This first London revival of My Night with Reg since its award-winning debut in 1994 proves a worthy tribute to Kevin Elyot, who died a couple of months ago after contributing to early rehearsals. At the time, the play – which was to transfer from the Royal Court Theatre Upstairs to the West End – was seen as an incisive account of how a liberated gay lifestyle was forced to confront the lethal reality of AIDS, as well as being the first British ‘gay play’ to gain a wider theatre audience. Twenty years on, with HIV/AIDS very much a liveable condition and gay marriages legalised in this country, My Night with Reg still stands up strongly as a tragicomic depiction of the tangled web of human relationships, where love and sex jostle in uneasy co-habitation.
Set in the London flat of thirty-something copywriter Guy over four years in the late 1980s, this three-act play is marked by a flat-warming party and two funerals involving a group of gay friends. The lonely, domesticated Guy has never been able to express his love to John since they met at university, while John confides in him that he is having an affair with Reg, the partner of another uni friend, art dealer Daniel. The situation darkens further after Reg’s death from AIDS, when it emerges that he has slept with most of the men in their circle, now all at risk.

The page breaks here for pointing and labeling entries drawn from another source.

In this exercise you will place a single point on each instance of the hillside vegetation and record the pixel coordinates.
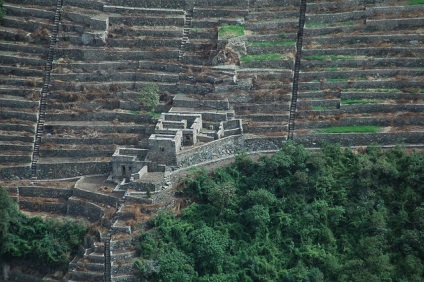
(329, 215)
(51, 243)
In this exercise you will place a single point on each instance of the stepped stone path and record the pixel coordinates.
(24, 40)
(361, 65)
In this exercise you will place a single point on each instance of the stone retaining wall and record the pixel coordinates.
(71, 169)
(43, 192)
(95, 197)
(91, 211)
(360, 139)
(228, 146)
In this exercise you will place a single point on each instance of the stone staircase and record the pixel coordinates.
(24, 37)
(360, 68)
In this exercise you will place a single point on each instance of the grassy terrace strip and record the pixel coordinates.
(322, 108)
(272, 43)
(230, 31)
(416, 2)
(329, 57)
(262, 57)
(350, 129)
(359, 101)
(328, 215)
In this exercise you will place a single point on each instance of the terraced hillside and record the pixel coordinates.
(360, 70)
(72, 74)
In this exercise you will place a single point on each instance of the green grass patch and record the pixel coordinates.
(358, 101)
(262, 57)
(416, 2)
(322, 108)
(272, 43)
(350, 129)
(329, 57)
(153, 114)
(316, 24)
(230, 31)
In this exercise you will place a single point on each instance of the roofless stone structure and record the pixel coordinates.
(231, 75)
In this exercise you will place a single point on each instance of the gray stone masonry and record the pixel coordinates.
(360, 139)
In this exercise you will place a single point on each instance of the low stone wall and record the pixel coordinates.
(43, 192)
(72, 169)
(381, 108)
(57, 207)
(77, 207)
(379, 121)
(95, 197)
(228, 146)
(360, 139)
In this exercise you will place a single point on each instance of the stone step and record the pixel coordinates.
(144, 42)
(125, 278)
(269, 25)
(29, 11)
(115, 54)
(13, 58)
(20, 47)
(19, 157)
(19, 81)
(354, 39)
(18, 104)
(21, 71)
(136, 31)
(172, 20)
(106, 86)
(64, 153)
(118, 76)
(27, 24)
(220, 11)
(11, 125)
(16, 136)
(99, 127)
(142, 10)
(87, 276)
(20, 91)
(401, 51)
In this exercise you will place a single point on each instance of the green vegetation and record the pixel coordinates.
(262, 57)
(272, 43)
(416, 2)
(322, 108)
(49, 242)
(149, 96)
(329, 57)
(316, 24)
(350, 129)
(1, 10)
(230, 31)
(330, 215)
(359, 101)
(380, 90)
(153, 114)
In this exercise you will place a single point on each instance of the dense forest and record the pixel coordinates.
(327, 215)
(50, 242)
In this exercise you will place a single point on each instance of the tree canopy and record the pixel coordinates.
(329, 215)
(51, 242)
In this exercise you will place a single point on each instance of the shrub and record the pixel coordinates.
(230, 31)
(149, 96)
(1, 10)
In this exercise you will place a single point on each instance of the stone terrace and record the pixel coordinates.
(106, 54)
(24, 39)
(361, 65)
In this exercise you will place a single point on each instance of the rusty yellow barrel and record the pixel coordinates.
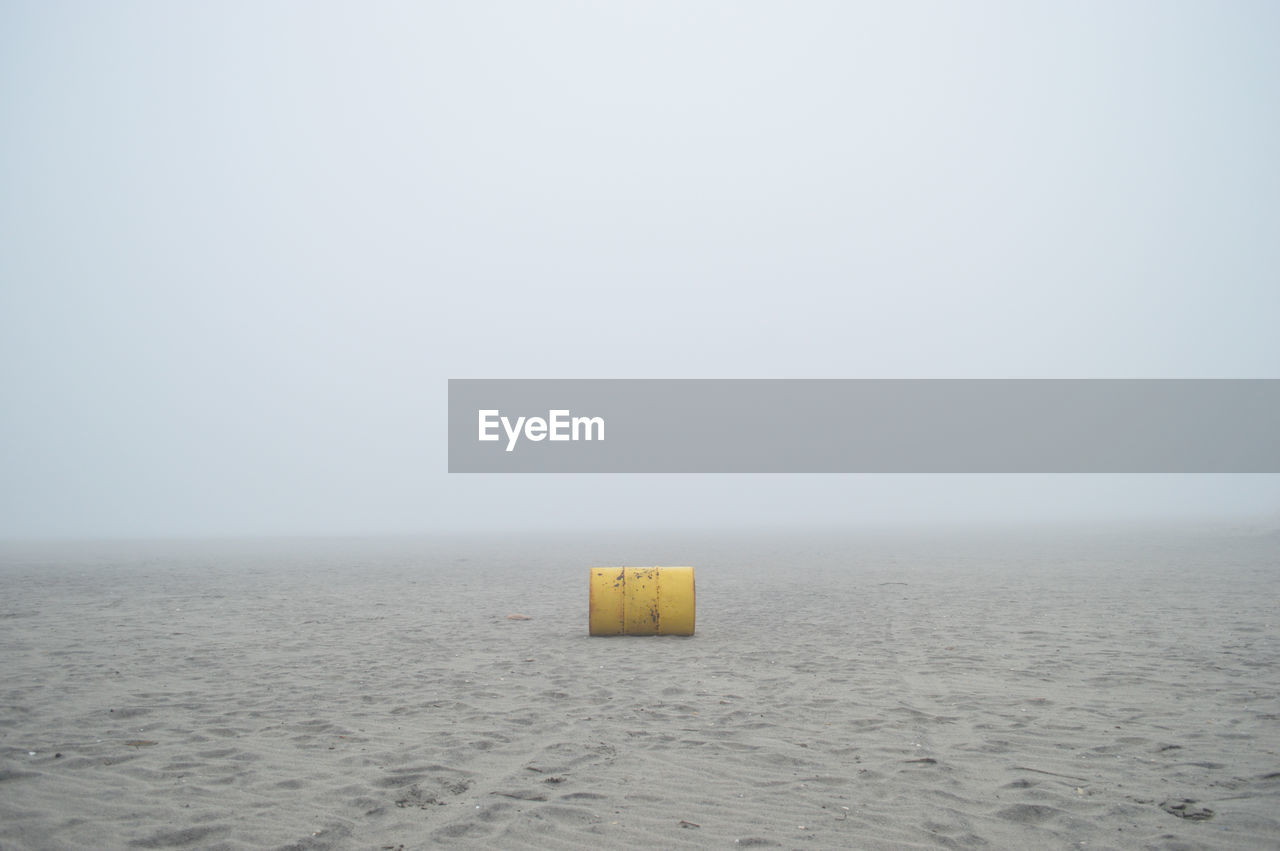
(641, 600)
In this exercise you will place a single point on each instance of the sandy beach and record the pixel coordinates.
(1092, 689)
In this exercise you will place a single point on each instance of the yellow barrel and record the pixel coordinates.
(641, 600)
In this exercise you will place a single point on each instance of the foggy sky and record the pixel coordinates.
(243, 245)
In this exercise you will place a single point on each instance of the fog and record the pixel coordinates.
(243, 246)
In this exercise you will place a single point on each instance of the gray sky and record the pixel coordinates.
(243, 245)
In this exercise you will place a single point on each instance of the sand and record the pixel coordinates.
(1088, 689)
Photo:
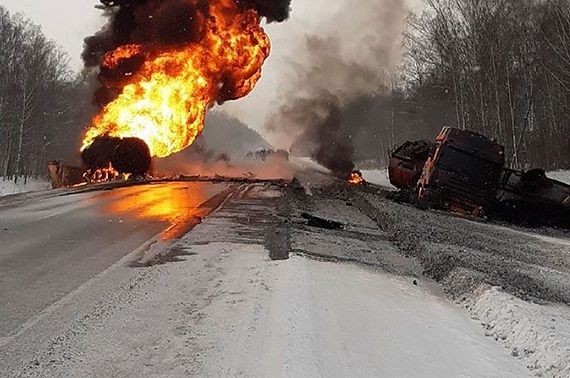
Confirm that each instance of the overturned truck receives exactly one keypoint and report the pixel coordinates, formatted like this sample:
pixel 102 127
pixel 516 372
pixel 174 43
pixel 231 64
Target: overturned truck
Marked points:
pixel 464 172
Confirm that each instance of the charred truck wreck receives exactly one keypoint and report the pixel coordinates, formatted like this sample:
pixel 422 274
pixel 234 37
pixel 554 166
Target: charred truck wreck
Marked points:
pixel 465 173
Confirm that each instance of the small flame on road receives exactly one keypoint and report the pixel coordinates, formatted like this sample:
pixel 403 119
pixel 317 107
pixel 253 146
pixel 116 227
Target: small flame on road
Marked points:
pixel 356 178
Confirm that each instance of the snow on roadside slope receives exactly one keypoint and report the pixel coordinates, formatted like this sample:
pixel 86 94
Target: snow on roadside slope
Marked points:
pixel 8 187
pixel 563 176
pixel 223 308
pixel 380 177
pixel 537 334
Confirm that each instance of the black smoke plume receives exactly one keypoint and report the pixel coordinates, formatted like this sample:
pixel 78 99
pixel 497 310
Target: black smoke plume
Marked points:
pixel 154 24
pixel 349 60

Although My Night with Reg deals with the end of an era-defining horror of AIDS (not to mention loneliness, betrayal and insecurity), Elyot’s approach is very different from two earlier, celebrated but bombastic American plays on the subject, Larry Kramer’s The Normal Heart and Tony Kushner’s Angels in America. In a very British, understated way, the play begins a bit like a sitcom, with plenty of comic moments along the way, before ending on a movingly elegiac note. Elyot’s wit is matched by his craftsmanship, in a cleverly constructed piece in which every detail counts, including a superb use of an ‘unseen character’ (Reg) who is nonetheless crucial to the story in the way he connects everyone.

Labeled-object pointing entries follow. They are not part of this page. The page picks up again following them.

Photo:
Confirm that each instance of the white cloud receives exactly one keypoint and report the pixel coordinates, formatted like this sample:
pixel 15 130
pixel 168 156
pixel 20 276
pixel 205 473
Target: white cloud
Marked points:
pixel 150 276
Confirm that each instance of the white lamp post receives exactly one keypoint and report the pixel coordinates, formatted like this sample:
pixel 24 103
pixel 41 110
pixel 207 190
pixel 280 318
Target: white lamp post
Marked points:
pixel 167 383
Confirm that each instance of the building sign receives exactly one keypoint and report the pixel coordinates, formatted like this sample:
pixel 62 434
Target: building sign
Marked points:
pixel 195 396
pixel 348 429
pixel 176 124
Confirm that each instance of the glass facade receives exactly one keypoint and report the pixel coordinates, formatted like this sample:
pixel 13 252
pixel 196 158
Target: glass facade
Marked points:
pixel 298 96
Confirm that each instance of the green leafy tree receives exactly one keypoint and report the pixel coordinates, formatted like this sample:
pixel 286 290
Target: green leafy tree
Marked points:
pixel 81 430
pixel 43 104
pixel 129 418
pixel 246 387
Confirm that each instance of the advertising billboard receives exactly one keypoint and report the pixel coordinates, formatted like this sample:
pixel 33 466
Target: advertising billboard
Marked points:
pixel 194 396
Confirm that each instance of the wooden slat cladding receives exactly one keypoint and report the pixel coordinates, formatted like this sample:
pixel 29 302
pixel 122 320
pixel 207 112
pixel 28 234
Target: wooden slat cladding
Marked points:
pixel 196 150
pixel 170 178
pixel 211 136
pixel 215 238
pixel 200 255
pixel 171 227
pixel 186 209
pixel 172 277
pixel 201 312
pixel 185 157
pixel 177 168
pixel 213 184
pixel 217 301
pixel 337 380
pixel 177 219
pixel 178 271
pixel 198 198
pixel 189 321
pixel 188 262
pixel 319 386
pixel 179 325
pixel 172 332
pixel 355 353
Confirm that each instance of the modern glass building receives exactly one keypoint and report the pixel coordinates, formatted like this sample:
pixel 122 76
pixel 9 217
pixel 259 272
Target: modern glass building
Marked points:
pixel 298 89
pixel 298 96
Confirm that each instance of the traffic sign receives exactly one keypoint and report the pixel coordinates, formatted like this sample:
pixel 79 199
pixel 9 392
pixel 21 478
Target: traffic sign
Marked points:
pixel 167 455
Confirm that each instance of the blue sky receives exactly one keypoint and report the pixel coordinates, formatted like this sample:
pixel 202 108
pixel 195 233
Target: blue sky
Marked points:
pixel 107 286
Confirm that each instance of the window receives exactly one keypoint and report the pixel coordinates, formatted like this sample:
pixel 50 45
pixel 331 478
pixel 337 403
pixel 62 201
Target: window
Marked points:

Robert Hastie’s entertaining but sensitively judged production allows the comedy its full impact, without undercutting the seriousness of the themes, moving from a camp David Bowie song-and-dance routine to a tearful confessional with assurance. Peter McKintosh’s set neatly re-creates a 1980s-style furnished living room, complete with newly painted conservatory down the windows of which rain streams.

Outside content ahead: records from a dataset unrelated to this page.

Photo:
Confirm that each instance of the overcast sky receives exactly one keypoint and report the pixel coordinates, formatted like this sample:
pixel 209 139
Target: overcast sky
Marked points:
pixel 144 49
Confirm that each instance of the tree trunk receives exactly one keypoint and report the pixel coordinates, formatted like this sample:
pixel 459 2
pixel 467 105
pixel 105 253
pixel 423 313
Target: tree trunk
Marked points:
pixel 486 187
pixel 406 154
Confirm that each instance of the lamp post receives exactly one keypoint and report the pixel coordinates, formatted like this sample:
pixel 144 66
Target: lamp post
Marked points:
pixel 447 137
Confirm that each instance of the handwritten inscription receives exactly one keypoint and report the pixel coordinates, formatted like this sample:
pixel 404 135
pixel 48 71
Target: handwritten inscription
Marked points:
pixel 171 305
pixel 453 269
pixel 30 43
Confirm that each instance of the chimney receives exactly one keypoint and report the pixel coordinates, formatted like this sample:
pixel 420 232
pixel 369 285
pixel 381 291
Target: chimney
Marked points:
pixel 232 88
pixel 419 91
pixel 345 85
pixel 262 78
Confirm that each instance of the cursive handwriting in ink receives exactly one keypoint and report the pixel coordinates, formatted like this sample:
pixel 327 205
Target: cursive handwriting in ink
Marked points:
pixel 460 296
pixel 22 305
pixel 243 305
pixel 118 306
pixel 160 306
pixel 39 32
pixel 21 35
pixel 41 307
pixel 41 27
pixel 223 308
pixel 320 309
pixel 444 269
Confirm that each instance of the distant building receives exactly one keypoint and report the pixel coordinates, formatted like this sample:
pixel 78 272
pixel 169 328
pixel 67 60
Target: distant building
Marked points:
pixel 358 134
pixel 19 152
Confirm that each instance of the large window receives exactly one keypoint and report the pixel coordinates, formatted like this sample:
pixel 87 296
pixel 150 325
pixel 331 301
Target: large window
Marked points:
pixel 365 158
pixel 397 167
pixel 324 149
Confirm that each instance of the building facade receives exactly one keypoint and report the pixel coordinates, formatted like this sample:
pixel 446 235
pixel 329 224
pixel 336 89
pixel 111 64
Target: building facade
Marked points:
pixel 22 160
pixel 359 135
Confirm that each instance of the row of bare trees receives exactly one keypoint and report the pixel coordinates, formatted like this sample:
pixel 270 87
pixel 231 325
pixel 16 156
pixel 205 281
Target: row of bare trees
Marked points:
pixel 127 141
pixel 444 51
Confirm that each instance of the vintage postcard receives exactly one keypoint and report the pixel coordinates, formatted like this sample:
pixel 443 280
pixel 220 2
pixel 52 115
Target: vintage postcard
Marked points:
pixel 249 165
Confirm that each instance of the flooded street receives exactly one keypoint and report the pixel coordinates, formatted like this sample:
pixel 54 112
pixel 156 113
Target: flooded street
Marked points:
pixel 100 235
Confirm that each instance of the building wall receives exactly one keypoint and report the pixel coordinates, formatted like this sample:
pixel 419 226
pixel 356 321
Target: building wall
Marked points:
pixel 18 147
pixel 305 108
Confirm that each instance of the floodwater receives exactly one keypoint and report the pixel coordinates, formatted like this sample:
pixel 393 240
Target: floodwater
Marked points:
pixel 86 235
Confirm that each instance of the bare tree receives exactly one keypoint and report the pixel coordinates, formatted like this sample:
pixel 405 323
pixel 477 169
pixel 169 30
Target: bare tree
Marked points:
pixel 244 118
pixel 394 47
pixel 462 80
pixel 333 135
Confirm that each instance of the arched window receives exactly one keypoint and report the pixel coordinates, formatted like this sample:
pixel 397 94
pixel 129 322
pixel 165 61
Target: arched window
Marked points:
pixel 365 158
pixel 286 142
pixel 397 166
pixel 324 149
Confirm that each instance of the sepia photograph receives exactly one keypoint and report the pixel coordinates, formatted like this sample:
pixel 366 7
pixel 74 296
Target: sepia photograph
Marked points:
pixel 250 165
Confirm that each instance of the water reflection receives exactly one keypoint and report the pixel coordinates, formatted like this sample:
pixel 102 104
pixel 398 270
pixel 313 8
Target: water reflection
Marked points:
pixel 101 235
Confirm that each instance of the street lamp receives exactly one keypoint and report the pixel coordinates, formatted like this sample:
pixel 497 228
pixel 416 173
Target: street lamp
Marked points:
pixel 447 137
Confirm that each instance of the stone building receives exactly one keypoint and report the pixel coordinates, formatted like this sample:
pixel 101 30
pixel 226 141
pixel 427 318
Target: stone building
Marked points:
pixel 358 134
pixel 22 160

Jonathan Broadbent gives a very engaging performance as the likeable but frustrated Guy, always the bride and never the bridesmaid, as he acts as confidant to the others’ secrets. Julian Ovenden gives the attractive but irresponsible John a poignant awareness of his own failings, while Geoffrey Streatfeild’s enjoyably flamboyant Daniel becomes subsumed by grief and doubt. There is also strong support from Richard Cant as the dull but desperate half of an amusing odd couple with Matt Bardock’s forthright, promiscuous bus driver, and Lewis Reeves as a younger, naive Brummie housepainter who is learning fast about the gay metropolitan lifestyle.